Toninho (Ney Latorraca) e Giba (Roberto Bolant), os protagonistas do filme, são dois jovens proletários desvairados por sexo que partem para a esbórnia noturna na capital paulista. Saindo do seu habitat de origem (fábrica, ônibus lotado, periferia), o descompasso fica óbvio. Num bordel cafona, eles se interessam por uma prostituta grávida, interpretada por Selma Egrei. Em devaneio, fantasiam seu corpo esguio a bailar, com o olhar fetichista vizinho a qualquer filme feito na Boca. Não demora muito para que um corte específico apunhale seus sonhos. Eles finalmente percebem a gravidez da moça e a rejeitam, fugindo do cabaré como dois adolescentes amedrontados pela crueza cálida da noite. O desejo então se reprime, ou melhor, a imagem verdadeira do mundo se mostra e coíbe as vontades sonhadas.

A mesma toada pavimentará o restante da sina aventureira dos rapazes, mostrando que não adianta sonharem acordados, pois a grana é escassa e a distância entre a orgia imaginada e a realidade vivida não pode ser percorrida a pé. Dessa forma, o filme segue seu curso cruel, trazendo personagens incapazes de lidar com suas próprias impotências. E todos eles (marginalizados, abobalhados, deslocados) não conseguem entender que o desfrute do prazer não pode ser obtido de maneira plena nesse lugar acabrunhado.

O que vemos a partir daí é um desvelar de situações que não se concretizam, capitaneadas por um vai-e-vem de infortúnios que assolam essa experiência atroz dos protagonistas, assim como gangrenam quaisquer possibilidades de triunfo para quem os acompanha. Não adianta espernear nem chutar o balde. “Noite é assim mesmo”, diz um deles ao amigo cansado, que pretende esquentar suas nádegas no sofá da primeira boate de quinta categoria que encontra. Mas a vida noturna na Boca não é propensa a afagar bundas-moles. Aos parcimoniosos, a única saída talvez seja reconhecer a vulnerabilidade de seus atos, o que Toninho e Giba nunca fazem.

A noite do desejo 3

Desde o começo, a ideia de impedimento toma conta do filme. Um homem interrompe as encoxadas de Giba numa moça no ônibus, a mãe de Iracema evita os amassos entre sua filha e Toninho na varada de casa, o breu da noite embaça a mira do caseiro que tenta atirar em um assaltante. No entanto, é a partir do momento em que os protagonistas avistam Marcela (Marlene França) que a impossibilidade de sucesso torna-se definitiva. Com seu olhar lânguido, ela desestabiliza o ambiente, expurga a presença de todas as outras prostitutas ao redor e atrai as atenções dos dois mancebos para o resto da noitada.

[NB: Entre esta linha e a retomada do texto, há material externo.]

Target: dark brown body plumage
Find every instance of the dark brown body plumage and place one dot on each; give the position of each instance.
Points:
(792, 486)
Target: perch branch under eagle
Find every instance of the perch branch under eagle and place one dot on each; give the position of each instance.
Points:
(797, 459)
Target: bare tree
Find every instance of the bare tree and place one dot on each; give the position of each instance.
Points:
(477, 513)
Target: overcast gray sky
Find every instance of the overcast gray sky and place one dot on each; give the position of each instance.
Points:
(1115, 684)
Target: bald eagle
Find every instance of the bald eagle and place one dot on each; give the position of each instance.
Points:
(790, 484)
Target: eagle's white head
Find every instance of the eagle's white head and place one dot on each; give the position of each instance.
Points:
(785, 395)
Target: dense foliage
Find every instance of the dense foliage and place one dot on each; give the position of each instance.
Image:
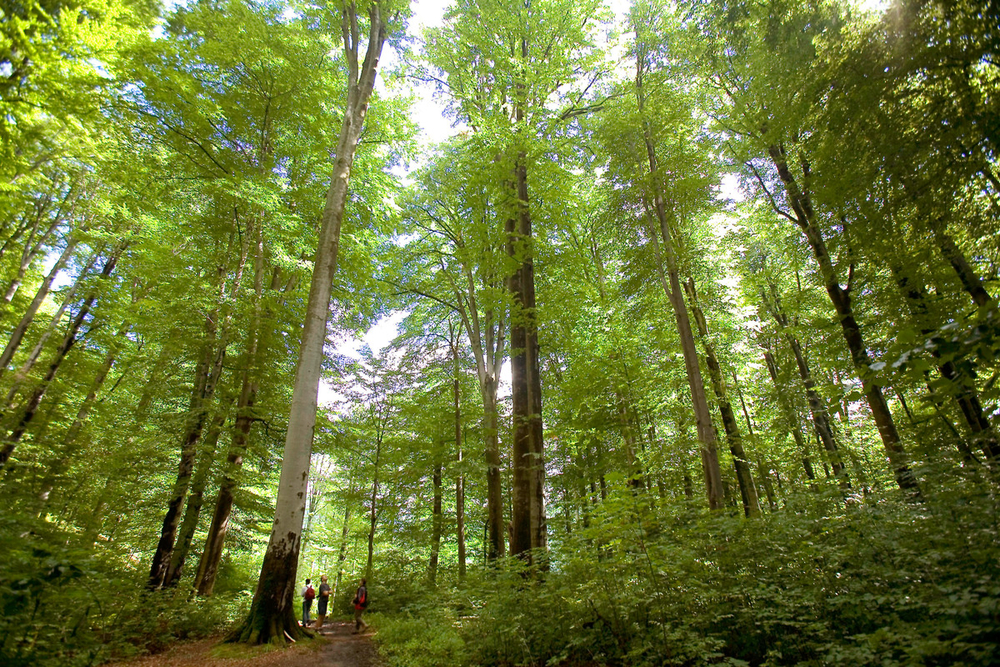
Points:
(742, 257)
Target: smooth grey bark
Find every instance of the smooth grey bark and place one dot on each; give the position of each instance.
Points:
(658, 211)
(17, 335)
(804, 216)
(38, 392)
(272, 612)
(53, 326)
(748, 491)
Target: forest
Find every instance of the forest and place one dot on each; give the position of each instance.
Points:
(677, 342)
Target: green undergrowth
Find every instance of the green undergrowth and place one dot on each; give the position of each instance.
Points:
(822, 581)
(67, 606)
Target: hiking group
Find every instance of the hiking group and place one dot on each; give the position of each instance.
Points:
(309, 594)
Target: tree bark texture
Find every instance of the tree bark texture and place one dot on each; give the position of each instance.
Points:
(436, 526)
(69, 340)
(528, 531)
(272, 613)
(805, 218)
(748, 491)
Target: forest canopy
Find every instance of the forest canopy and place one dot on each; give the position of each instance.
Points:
(694, 339)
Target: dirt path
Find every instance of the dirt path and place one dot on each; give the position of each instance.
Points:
(338, 648)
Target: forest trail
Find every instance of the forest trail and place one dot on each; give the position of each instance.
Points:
(341, 649)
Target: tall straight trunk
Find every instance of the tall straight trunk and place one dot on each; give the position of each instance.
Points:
(790, 414)
(817, 406)
(487, 340)
(36, 351)
(272, 612)
(70, 441)
(373, 511)
(672, 286)
(958, 377)
(17, 335)
(436, 526)
(748, 491)
(460, 476)
(211, 555)
(342, 556)
(528, 510)
(967, 275)
(34, 246)
(192, 508)
(208, 372)
(35, 398)
(201, 395)
(805, 218)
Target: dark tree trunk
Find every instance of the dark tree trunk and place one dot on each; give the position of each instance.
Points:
(528, 532)
(192, 509)
(841, 298)
(748, 491)
(436, 527)
(35, 399)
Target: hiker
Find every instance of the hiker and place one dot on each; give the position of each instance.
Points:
(324, 600)
(360, 603)
(308, 593)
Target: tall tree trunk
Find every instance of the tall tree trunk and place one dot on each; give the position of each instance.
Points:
(201, 396)
(17, 335)
(372, 510)
(272, 613)
(192, 509)
(211, 555)
(36, 351)
(672, 286)
(342, 556)
(748, 491)
(460, 474)
(208, 372)
(70, 444)
(528, 531)
(963, 389)
(790, 415)
(805, 218)
(436, 526)
(35, 399)
(956, 258)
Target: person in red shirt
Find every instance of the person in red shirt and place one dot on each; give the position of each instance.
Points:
(360, 604)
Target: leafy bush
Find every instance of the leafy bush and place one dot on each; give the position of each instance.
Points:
(874, 581)
(63, 605)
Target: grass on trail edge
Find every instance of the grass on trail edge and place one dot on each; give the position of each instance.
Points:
(227, 650)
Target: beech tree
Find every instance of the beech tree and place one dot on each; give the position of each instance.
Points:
(272, 613)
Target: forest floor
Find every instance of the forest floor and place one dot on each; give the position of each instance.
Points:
(338, 647)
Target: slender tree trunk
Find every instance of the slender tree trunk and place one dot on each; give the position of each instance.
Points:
(528, 532)
(841, 298)
(192, 509)
(672, 286)
(963, 389)
(272, 613)
(201, 395)
(373, 513)
(17, 335)
(36, 351)
(436, 527)
(460, 475)
(342, 556)
(956, 258)
(35, 399)
(748, 491)
(70, 445)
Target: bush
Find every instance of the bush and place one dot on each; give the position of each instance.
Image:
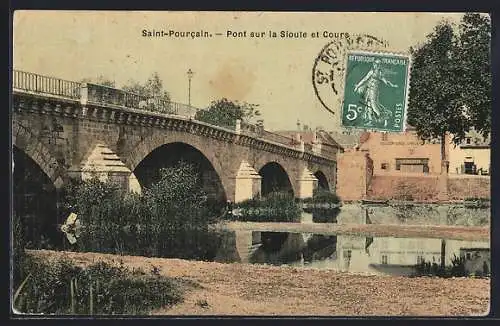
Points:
(457, 268)
(60, 287)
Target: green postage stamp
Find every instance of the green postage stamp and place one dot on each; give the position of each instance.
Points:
(376, 91)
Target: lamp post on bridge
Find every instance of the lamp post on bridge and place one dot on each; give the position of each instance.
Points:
(190, 74)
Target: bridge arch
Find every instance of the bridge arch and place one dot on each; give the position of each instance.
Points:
(275, 178)
(170, 154)
(25, 140)
(322, 180)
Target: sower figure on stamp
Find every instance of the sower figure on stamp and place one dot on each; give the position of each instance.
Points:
(368, 87)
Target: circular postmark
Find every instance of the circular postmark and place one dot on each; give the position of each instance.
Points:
(329, 69)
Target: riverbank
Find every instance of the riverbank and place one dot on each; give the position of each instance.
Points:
(251, 290)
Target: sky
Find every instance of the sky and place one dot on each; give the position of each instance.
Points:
(272, 72)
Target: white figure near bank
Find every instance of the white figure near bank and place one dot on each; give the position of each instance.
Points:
(368, 88)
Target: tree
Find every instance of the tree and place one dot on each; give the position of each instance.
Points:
(450, 87)
(224, 113)
(158, 99)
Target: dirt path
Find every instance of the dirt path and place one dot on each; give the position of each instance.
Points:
(377, 230)
(241, 289)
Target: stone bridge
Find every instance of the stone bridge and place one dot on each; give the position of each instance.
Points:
(74, 130)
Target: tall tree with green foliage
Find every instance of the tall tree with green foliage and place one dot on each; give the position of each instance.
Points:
(224, 113)
(450, 87)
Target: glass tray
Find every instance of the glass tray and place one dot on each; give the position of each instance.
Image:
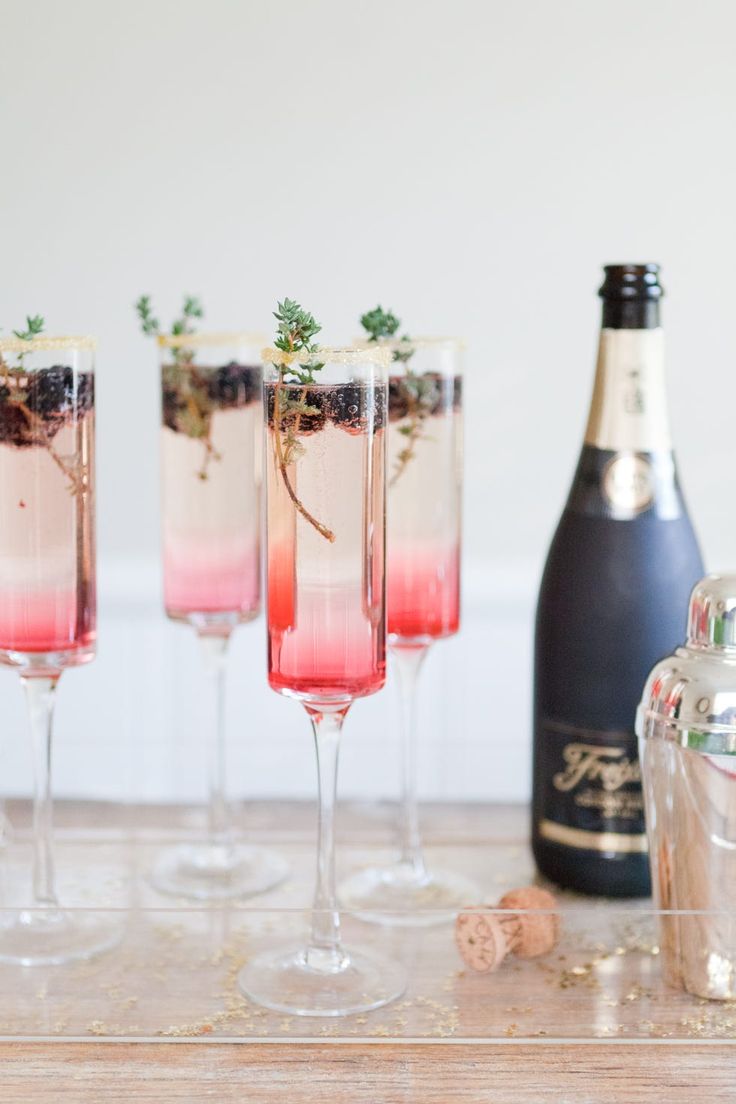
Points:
(173, 976)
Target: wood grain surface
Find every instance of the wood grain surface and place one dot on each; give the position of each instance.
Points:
(65, 1072)
(428, 1074)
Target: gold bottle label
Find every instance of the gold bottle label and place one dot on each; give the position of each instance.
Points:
(593, 798)
(628, 411)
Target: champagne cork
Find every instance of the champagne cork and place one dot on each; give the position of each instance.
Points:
(484, 938)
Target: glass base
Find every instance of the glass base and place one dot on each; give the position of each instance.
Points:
(213, 872)
(398, 894)
(318, 983)
(51, 937)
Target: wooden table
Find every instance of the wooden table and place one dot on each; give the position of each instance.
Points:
(443, 1072)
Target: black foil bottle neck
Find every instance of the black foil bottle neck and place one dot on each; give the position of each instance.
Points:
(630, 315)
(631, 295)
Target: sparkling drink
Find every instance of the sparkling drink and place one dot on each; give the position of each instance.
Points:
(48, 608)
(211, 480)
(423, 581)
(48, 611)
(326, 603)
(425, 437)
(211, 492)
(326, 495)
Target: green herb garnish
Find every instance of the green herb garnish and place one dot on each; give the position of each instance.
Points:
(191, 309)
(295, 332)
(190, 395)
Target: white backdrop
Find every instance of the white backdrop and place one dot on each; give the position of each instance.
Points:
(470, 165)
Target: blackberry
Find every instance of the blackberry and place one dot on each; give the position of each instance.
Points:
(234, 384)
(14, 426)
(53, 394)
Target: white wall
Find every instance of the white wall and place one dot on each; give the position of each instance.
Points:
(470, 165)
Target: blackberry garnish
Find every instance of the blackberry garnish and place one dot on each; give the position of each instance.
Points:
(234, 384)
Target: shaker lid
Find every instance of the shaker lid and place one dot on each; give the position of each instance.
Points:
(691, 696)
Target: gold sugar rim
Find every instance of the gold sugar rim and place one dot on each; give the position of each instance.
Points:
(46, 345)
(330, 354)
(194, 340)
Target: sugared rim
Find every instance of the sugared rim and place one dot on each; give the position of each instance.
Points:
(195, 340)
(330, 354)
(411, 345)
(46, 345)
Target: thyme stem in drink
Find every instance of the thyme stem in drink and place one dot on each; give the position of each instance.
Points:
(194, 416)
(296, 330)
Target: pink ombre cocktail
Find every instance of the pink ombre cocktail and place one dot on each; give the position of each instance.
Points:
(211, 507)
(48, 608)
(326, 418)
(326, 598)
(211, 444)
(423, 587)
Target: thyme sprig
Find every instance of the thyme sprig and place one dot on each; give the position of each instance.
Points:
(380, 324)
(195, 406)
(295, 336)
(17, 396)
(416, 391)
(149, 324)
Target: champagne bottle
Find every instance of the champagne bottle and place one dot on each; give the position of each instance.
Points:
(612, 602)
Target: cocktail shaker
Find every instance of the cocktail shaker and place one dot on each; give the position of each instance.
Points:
(686, 729)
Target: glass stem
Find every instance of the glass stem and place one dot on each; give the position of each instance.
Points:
(324, 951)
(407, 665)
(214, 654)
(40, 694)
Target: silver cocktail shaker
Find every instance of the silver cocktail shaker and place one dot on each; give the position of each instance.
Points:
(686, 729)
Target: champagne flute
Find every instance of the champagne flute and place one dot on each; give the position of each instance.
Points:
(211, 468)
(326, 497)
(423, 581)
(48, 600)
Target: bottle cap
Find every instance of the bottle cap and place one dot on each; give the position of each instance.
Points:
(631, 282)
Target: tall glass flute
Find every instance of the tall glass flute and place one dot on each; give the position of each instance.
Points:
(48, 607)
(423, 580)
(326, 494)
(211, 468)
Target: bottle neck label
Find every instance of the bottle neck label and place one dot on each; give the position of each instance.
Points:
(628, 412)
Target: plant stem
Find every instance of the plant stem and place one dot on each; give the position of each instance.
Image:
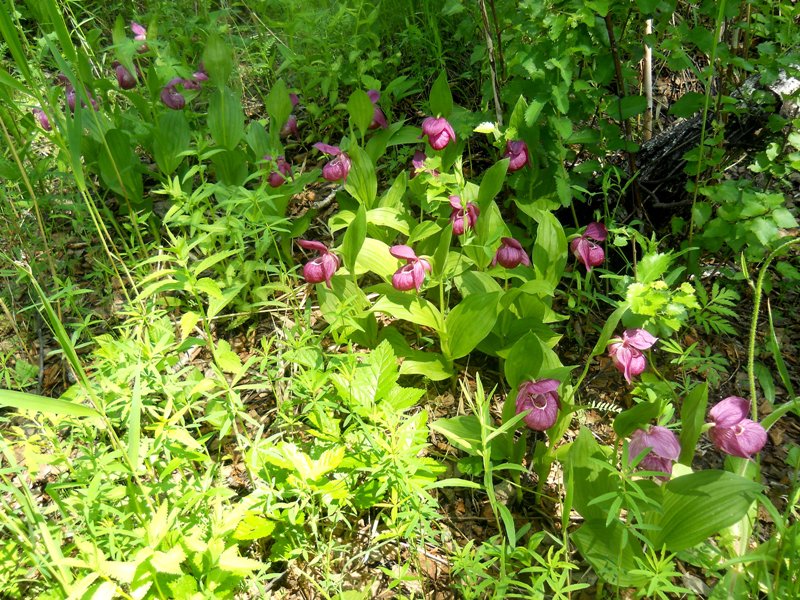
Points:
(751, 347)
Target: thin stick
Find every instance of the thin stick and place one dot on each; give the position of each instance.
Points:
(647, 68)
(492, 66)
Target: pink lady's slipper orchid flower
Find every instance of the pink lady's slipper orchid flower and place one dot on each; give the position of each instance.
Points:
(411, 275)
(72, 99)
(125, 79)
(733, 432)
(170, 95)
(290, 127)
(626, 352)
(463, 218)
(321, 268)
(139, 35)
(585, 250)
(277, 178)
(662, 449)
(338, 168)
(541, 399)
(40, 116)
(199, 77)
(439, 132)
(378, 118)
(510, 254)
(517, 153)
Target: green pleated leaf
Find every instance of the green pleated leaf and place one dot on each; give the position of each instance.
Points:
(354, 238)
(279, 106)
(225, 118)
(119, 168)
(469, 322)
(492, 182)
(611, 551)
(361, 110)
(441, 99)
(699, 505)
(362, 183)
(170, 139)
(34, 402)
(218, 60)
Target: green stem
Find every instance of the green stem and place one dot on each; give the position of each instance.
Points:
(751, 348)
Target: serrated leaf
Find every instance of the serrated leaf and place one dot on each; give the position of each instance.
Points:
(227, 359)
(169, 562)
(533, 111)
(463, 432)
(254, 527)
(613, 557)
(231, 561)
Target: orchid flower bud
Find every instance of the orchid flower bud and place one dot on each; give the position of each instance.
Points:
(463, 218)
(517, 153)
(44, 121)
(585, 250)
(171, 97)
(510, 254)
(541, 399)
(439, 132)
(139, 35)
(290, 127)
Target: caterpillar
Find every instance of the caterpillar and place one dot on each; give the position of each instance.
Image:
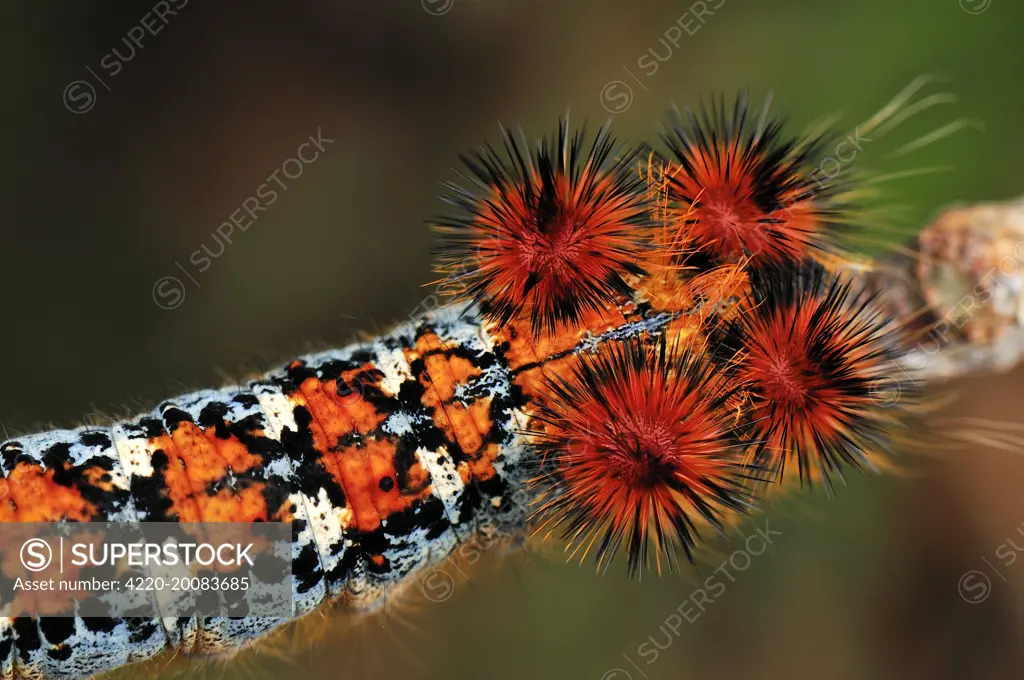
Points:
(605, 371)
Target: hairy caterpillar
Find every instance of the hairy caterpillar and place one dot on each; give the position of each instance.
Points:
(581, 275)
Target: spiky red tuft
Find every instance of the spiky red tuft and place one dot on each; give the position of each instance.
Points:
(553, 235)
(742, 190)
(636, 442)
(818, 358)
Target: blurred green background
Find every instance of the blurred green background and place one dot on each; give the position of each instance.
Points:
(110, 189)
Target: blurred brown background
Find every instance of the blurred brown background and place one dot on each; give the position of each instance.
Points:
(115, 177)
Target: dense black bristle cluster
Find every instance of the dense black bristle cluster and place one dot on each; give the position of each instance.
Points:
(638, 448)
(744, 189)
(818, 358)
(553, 234)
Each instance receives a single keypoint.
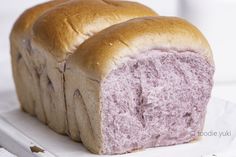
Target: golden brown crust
(25, 21)
(64, 27)
(102, 52)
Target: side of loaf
(140, 84)
(42, 39)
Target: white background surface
(215, 18)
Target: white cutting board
(20, 131)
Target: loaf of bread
(42, 39)
(139, 84)
(111, 78)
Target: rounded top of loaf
(105, 50)
(25, 21)
(61, 29)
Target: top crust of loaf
(66, 26)
(24, 23)
(103, 52)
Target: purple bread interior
(157, 98)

Aos trabalhadores e trabalhadoras da noite, a expectativa do lucro farto é sempre bem-vinda.

À espera de Ivete (Betina Vianny), sua colega de trabalho, Marcela consegue ao mesmo tempo capturar os interesses de Giba e fazer com que Toninho aguarde ansioso pela formação dos pares. Enquanto isso, Fonseca (Francisco Curcio), um figurão dono de boate, tenta convencer Giba a levar os amigos para uma festinha particular em seu luxuoso apartamento. O rapaz se ofende com o convite e agride violentamente o empresário no banheiro, que acaba com o rosto prostrado dentro de um mictório. Contudo, ele não desiste de tentar saciar seus desejos e continua perseguindo o rapaz por onde quer que ele vá.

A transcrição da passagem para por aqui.